Azacitidine is approved to treat:

  • Acute myeloid leukemia in adults who had a first complete remission after intensive induction therapy and who are not able to finish intensive curative therapy. This use is approved for the Onureg brand of azacitidine.
  • Myelodysplastic syndromes (MDS).
    • It is used in adults with certain types of myelodysplastic syndromes, including chronic myelomonocytic leukemia.
    • It is used in children aged 1 month and older with newly diagnosed juvenile myelomonocytic leukemia.

    This use is approved for the Vidaza brand of azacitidine.

Azacitidine is also being studied in the treatment of other conditions and types of cancer.

Contraindications

The following conditions are contraindicated with this drug.

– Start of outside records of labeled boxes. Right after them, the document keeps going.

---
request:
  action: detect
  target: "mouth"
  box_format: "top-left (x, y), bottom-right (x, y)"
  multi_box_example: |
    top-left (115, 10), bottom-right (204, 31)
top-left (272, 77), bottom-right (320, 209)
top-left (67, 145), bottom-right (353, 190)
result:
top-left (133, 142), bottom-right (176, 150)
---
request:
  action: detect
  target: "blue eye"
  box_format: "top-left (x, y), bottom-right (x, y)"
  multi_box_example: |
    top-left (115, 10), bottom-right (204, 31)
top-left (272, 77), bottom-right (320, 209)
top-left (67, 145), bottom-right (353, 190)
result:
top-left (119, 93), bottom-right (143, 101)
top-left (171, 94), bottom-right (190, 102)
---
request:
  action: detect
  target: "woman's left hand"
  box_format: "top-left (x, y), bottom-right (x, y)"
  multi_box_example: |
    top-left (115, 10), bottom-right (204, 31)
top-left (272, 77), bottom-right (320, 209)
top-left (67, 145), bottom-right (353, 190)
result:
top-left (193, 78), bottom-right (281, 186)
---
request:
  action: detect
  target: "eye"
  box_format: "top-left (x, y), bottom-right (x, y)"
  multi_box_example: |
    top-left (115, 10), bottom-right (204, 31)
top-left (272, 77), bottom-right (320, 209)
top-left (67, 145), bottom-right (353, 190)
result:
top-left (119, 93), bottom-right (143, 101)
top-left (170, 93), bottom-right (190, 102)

Check with your physician if you have any of the following:

  • anemia
  • decreased blood platelets
  • low levels of a type of white blood cell called neutrophils
  • severe liver disease
  • decreased kidney function
  • abnormal liver function tests
  • pregnancy
  • a patient who is producing milk and breastfeeding
  • advanced liver cancer
  • Hypersensitivity to the active component or any of the ingredients
  • Hypersensitivity to mannitol
  • Advanced malignant hepatic tumors

Dosage

Strengths: 100 mg; 200 mg; 300 mg

Myelodysplastic Syndrome

  • FIRST TREATMENT CYCLE: 75 mg/m2 IV or subcutaneously daily for 7 days; repeat cycles every 4 weeks
  • SUBSEQUENT CYCLES: After 2 cycles, may increase the dose to 100 mg/m2 if no beneficial effect is seen and if no toxicity other than nausea and vomiting has occurred
  • DURATION OF THERAPY: Minimum of 4 to 6 cycles; may continue treatment if the patient continues to benefit

Acute Myeloid Leukemia

  • FIRST TREATMENT CYCLE: 75 mg/m2 IV or subcutaneously daily for 7 days; repeat cycles every 4 weeks
  • SUBSEQUENT CYCLES: After 2 cycles, may increase the dose to 100 mg/m2 if no beneficial effect is seen and if no toxicity other than nausea and vomiting has occurred
  • DURATION OF THERAPY: Minimum of 4 to 6 cycles; may continue treatment if the patient continues to benefit

Renal Dose Adjustments

  • Unexplained reductions in serum bicarbonate levels to less than 20 mEq/L: Reduce dose by 50% for the next course.
  • Unexplained elevations of BUN or serum creatinine: Delay the next cycle until values return to normal or baseline and reduce the dose by 50% for the next course.

Dose Adjustments

Baseline WBC 3 x 10(9)/L or greater, absolute neutrophil count (ANC) 1.5 x 10(9)/L or greater, AND platelets 75 x 10(9)/L or greater:

  • ANC less than 0.5 x 10(9)/L and platelets less than 25 x 10(9)/L: Administer 50% of the dose in the next course.
  • ANC 0.5 to 1.5 x 10(9)/L and platelets 25 to 50 x 10(9)/L: Administer 67% of the dose in the next course.
  • ANC greater than 1.5 x 10(9)/l and platelets greater than 50 x 10(9)/L: Administer 100% of the dose in the next course.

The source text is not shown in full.